Best behavior? I am always a gentleman. If I showed up I would have to miss on purpose, I hate to see women cry you know. :lol:

Ganzer


----------



## kristie

big girls don't cry dude...... we get even......


----------



## Bellyup

They will have bows and arrows.... and I hear those three can knock nuts off the trees at 40 yards.....................


----------



## kristie

Now that right there is funny!!!! :lol:


----------



## MERGANZER

Yeah not a good idea to be outnumbered by armed women. Cause we all know women is crazy:yikes:!!!!! Have fun and shoot straight!

Ganzer


----------



## FlyGirl

Hey all! Thanks to Blue and Kristie for a great night out.... We shot half of the 3-D course at Country Woods. We especially had fun with the boars and cougars(not Michigan cougars, right?)

Blue still in the lead, kicking all our arses.... with 115 points!! Nice shooting girl! Teach me!

We will head out again next week either to the 3-D course or the video range in Eaton Rapids. 
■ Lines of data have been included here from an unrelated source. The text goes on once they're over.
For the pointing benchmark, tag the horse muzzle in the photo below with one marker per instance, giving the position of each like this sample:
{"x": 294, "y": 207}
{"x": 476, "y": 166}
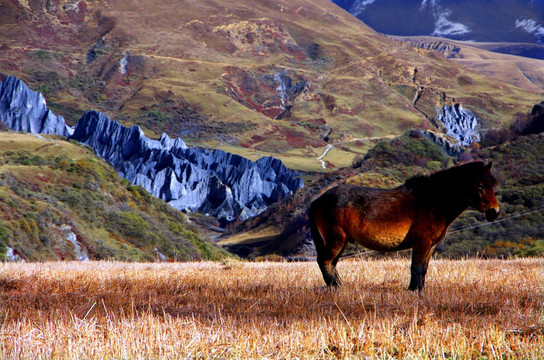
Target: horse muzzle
{"x": 491, "y": 214}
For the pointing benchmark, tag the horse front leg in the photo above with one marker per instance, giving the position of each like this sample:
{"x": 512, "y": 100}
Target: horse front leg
{"x": 328, "y": 256}
{"x": 421, "y": 254}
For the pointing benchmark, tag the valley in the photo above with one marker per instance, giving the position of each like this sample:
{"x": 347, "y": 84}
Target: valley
{"x": 302, "y": 82}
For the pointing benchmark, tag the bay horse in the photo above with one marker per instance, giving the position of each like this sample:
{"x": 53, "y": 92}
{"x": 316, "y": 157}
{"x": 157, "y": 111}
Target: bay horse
{"x": 414, "y": 215}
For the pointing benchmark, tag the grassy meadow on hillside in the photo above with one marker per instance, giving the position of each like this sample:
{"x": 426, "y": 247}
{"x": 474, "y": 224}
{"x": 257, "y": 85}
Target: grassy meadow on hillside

Any ladies that want to join in are welcome....


----------



## bluesun7602

FlyGirl said:


> Hey all! Thanks to Blue and Kristie for a great night out.... We shot half of the 3-D course at Country Woods. We especially had fun with the boars and cougars(not Michigan cougars, right?)
> 
> Blue still in the lead, kicking all our arses.... with 115 points!! Nice shooting girl! Teach me!
> 
> We will head out again next week either to the 3-D course or the video range in Eaton Rapids.
> 
> Any ladies that want to join in are welcome....


i'm telling ya, its that whisker biscuit. i don't like it. we'll sight you in next week and make sure your pin is set where it should be!

and i did miss one target completely, from the elevated stand. i used my 30 pin and totally blew right over the deer - flygirl found my arrow. :lol:

kristie did her job and killed all the pigs.


----------



## kristie

Shooting at pigs was awesome!!! Ha ha....:evilsmile you two have a mean shot though, I'm gonna have to get sighted in better and practice!!!! Think I about spined everything there.....lmao......Lets shoot 3D again tomorrow?? I tried calling Arrowhead today and they are closed for Mem. day....I can try to call again tomorrow if you ladies want me to try and book a video shoot....
I forgot to call earlier this week....was getting ready for my CPL class.....which was very cool...I passed with flying colors....and then a fun day of walleye fishing (my first time fishing for the walleye) with my man....which he cooked for me last night.....I am now officially tired........but I'll be ready to shoot tomorrow...... I'll post lovely pics as soon as I get them downloaded from our shoot last week....they turned out cool, with the sun coming through the trees......


----------



## Wendy

Wish I were closer, I'd love to join you!


----------



## kristie

How far are ya from Eaton Rapids Wendy? We are going to switch it up and shoot some times from ER.....if that's not too far.........would love to have ya......with today's weather, I'm gonna call Arrowhead and see if they have any video shoot slots open tonight......is an Eaton Rapids range.....room for 4....hint hint.....


----------



## kristie

7pm at Arrowhead tonight, due to the possible weather.....got a video shoot booked.....I'll be there early to try and get my bow tuned....so bluesun don't totally woop me again.......:lol:


----------



## FlyGirl

Yeah, we got there early, practiced and Blue still whooped our aces...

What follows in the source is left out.